Bayer und das Monsanto-Desaster: Wie lange darf CEO Baumann noch?

Bayer hätte aus dem Monsanto-Desaster längst Konsequenzen ziehen müssen, statt sich gegen die Aktionäre zu stellen. Bild und Copyright: Michael Barck / www.4investors.de.

Bayer hätte aus dem Monsanto-Desaster längst Konsequenzen ziehen müssen, statt sich gegen die Aktionäre zu stellen. Bild und Copyright: Michael Barck / www.4investors.de.

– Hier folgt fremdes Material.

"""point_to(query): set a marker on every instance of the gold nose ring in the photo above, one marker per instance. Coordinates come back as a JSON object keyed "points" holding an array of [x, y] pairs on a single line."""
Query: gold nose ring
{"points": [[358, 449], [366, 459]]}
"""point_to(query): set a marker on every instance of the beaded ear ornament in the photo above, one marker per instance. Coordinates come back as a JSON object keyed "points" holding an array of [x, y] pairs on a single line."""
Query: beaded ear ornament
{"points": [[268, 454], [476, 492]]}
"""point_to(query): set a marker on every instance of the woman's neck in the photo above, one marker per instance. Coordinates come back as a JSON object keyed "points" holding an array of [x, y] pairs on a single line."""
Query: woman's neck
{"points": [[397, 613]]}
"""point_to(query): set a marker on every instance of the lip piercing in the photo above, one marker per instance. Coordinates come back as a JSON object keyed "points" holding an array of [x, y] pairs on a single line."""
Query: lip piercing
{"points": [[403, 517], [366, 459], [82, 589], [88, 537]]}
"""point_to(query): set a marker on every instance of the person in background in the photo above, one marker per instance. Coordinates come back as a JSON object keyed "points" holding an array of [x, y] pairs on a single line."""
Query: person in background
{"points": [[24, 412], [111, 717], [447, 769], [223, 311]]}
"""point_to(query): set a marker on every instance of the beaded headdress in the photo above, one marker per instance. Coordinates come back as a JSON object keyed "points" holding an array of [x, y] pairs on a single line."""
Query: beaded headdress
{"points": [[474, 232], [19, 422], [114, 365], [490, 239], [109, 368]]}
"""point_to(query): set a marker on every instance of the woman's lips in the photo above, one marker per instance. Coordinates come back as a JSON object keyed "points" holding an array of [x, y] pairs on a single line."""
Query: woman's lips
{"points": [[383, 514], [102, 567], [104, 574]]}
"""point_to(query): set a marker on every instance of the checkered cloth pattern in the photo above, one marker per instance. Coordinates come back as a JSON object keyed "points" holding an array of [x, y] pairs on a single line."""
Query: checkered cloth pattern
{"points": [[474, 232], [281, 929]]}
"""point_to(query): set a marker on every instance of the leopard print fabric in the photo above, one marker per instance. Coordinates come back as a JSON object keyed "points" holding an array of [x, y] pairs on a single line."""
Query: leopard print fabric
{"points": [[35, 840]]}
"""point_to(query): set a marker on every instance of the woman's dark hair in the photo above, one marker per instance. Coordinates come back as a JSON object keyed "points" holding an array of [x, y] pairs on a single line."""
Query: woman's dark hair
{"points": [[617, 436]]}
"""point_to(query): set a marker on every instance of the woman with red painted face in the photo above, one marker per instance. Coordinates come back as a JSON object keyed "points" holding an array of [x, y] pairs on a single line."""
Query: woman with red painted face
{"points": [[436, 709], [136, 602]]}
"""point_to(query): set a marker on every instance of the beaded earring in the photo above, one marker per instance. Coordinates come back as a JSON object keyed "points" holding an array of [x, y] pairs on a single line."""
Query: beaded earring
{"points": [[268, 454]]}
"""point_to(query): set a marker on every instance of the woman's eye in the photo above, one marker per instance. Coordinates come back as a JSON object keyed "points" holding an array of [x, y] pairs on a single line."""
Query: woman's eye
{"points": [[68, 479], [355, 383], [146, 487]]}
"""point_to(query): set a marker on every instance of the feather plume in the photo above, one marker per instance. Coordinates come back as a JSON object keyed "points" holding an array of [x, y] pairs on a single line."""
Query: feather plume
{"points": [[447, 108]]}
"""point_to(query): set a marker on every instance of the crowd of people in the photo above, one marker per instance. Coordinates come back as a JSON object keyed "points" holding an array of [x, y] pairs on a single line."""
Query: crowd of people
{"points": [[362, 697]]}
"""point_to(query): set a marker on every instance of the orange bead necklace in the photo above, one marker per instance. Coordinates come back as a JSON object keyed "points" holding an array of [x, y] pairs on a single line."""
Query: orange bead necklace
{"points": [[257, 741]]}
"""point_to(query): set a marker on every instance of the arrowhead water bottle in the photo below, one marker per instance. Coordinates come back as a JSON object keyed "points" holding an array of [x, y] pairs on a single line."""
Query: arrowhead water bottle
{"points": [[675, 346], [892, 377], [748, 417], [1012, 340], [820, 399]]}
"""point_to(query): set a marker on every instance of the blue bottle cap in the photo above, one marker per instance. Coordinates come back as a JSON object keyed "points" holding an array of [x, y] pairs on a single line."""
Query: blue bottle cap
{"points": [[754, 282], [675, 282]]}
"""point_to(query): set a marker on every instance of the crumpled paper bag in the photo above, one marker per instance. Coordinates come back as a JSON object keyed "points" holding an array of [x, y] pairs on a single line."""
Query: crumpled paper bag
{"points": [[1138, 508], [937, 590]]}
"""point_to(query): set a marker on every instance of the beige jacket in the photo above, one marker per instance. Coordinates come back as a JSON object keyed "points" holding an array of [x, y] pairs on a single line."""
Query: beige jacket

27.05.2021 11:58 Uhr - Autor: Michael Barck  Michael Barck auf Twitter auf Twitter 

Bayer steht in der Aufarbeitung der Monsanto-Folgen vor einem Scherbenhaufen. Das zuständige US-Gericht hat einen Vergleichsvorschlag mit einem Volumen von rund 2 Milliarden Euro abgelehnt. Dies mache es „unmöglich, den vorgeschlagenen nationalen Lösungsmechanismus unter der Aufsicht dieses Gerichts weiterzuentwickeln, der die fairste und effizienteste Lösung für alle Parteien gewesen wäre”, kommentiert Bayer die Gerichtsentscheidung, die inhaltlich nicht mehr besonders überraschend, höchstens unerwartet schnell kam.

Stattdessen will Bayer nun mit einem Maßnahmenpaket den trotz zahlreicher Einigungen mit Klägern immer noch existierenden milliardenschweren Risiken aus Schadenersatzprozessen im Zusammenhang mit den Folgen von Monsantos Unkrautvernichtungsmittel Glyphosat begegnen. Die fünf Punkte des Maßnahmenpakets umfassen unter anderem eine neue Internetseite mit wissenschaftlichen Informationen zu Glyphosat und Hinweise auf Produkt-Etiketten, eine Fortsetzung der laufenden Berufungsverfahren in den USA und Gespräche mit Partnern zur Zukunft von Glyphosat-basierten Produkten auf dem US-amerikanischen Privatkundenmarkt.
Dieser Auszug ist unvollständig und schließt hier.